Translate a book writen in LaTeX from Slovenian into English

Mar 10, 2022
Open in Github

With permission of the author, we will demonstrate how to translate the book Euclidean Plane Geometry, written by Milan Mitrović from Slovenian into English, without modifying any of the LaTeX commands.

To achieve this, we will first split the book into chunks, each roughly a page long, then translate each chunk into English, and finally stitch them back together.

from openai import OpenAI
import os
from transformers import GPT2Tokenizer

client = OpenAI(api_key=os.environ.get("OPENAI_API_KEY", "<your OpenAI API key if you didn't set as an env var>"))

# OpenAI GPT-2 tokenizer is the same as GPT-3 tokenizer
# we use it to count the number of tokens in the text
tokenizer = GPT2Tokenizer.from_pretrained("gpt2")

with open("data/geometry_slovenian.tex", "r") as f:
    text = f.read()
1485565
chunks = text.split('\n\n')
ntokens = []
for chunk in chunks:
    ntokens.append(len(tokenizer.encode(chunk)))
max(ntokens)
Token indices sequence length is longer than the specified maximum sequence length for this model (1327 > 1024). Running this sequence through the model will result in indexing errors
1473

It turns out that a double newline is a good separator in this case, in order not to break the flow of the text. Also no individual chunk is larger than 1500 tokens. The model we will use is text-davinci-002, which has a limit of 4096 tokens, so we don't need to worry about breaking the chunks down further.

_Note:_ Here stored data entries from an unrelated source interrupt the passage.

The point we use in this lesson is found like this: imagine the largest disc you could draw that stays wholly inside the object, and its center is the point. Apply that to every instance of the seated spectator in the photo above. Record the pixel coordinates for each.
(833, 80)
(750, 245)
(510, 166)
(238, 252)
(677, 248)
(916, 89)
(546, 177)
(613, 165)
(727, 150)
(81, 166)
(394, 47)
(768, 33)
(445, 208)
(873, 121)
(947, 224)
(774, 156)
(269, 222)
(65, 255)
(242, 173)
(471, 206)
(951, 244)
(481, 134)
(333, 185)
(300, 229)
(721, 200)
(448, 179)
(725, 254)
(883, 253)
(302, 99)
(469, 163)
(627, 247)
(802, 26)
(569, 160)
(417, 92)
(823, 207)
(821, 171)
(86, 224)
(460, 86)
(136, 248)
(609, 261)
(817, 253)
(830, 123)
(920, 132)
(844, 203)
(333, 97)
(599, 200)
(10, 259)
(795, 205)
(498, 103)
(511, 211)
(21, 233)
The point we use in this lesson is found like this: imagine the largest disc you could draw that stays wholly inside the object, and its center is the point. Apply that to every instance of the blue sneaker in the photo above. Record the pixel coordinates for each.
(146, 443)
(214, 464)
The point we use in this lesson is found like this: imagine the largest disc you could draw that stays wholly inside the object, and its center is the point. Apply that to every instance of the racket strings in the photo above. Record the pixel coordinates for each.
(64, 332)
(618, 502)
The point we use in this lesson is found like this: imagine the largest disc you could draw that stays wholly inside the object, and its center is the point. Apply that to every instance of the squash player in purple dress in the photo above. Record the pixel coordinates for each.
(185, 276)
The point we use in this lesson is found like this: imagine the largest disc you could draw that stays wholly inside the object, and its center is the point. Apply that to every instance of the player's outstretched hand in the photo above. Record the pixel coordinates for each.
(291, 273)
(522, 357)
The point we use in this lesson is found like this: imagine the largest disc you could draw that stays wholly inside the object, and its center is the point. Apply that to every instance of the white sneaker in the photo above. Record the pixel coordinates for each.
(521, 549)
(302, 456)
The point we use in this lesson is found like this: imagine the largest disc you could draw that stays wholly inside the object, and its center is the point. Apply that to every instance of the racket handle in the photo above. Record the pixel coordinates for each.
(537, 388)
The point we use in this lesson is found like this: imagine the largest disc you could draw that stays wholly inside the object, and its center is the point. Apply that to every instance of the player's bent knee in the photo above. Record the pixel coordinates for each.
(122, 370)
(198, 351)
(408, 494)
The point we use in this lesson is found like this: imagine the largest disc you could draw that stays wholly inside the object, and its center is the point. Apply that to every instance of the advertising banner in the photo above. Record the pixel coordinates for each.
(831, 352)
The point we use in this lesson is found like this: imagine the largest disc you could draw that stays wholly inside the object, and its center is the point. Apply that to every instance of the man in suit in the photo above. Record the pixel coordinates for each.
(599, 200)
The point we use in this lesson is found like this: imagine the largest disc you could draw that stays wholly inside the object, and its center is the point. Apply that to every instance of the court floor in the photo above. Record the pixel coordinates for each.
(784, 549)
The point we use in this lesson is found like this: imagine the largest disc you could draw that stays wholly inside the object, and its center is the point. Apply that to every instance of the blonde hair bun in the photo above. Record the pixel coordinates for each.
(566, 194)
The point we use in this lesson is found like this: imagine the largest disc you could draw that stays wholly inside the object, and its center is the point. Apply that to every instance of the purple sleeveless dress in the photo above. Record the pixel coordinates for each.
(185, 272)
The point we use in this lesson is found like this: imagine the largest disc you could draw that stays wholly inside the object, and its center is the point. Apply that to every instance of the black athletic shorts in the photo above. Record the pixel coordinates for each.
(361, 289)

We will group the shorter chunks into chunks of around 1000 tokens, to increase the coherence of the text, and decrease the frequency of breaks within the text.

def group_chunks(chunks, ntokens, max_len=1000, hard_max_len=3000):
    """
    Group very short chunks, to form approximately page long chunks.
    """
    batches = []
    cur_batch = ""
    cur_tokens = 0
    
    # iterate over chunks, and group the short ones together
    for chunk, ntoken in zip(chunks, ntokens):
        # discard chunks that exceed hard max length
        if ntoken > hard_max_len:
            print(f"Warning: Chunk discarded for being too long ({ntoken} tokens > {hard_max_len} token limit). Preview: '{chunk[:50]}...'")
            continue

        # if room in current batch, add new chunk
        if cur_tokens + 1 + ntoken <= max_len:
            cur_batch += "\n\n" + chunk
            cur_tokens += 1 + ntoken  # adds 1 token for the two newlines
        # otherwise, record the batch and start a new one
        else:
            batches.append(cur_batch)
            cur_batch = chunk
            cur_tokens = ntoken
            
    if cur_batch:  # add the last batch if it's not empty
        batches.append(cur_batch)
        
    return batches


chunks = group_chunks(chunks, ntokens)
len(chunks)
869

Notice that adding a sample untranslated and translated first command, where only the content of the chapter name needs to be translated, helps to get more consistent results.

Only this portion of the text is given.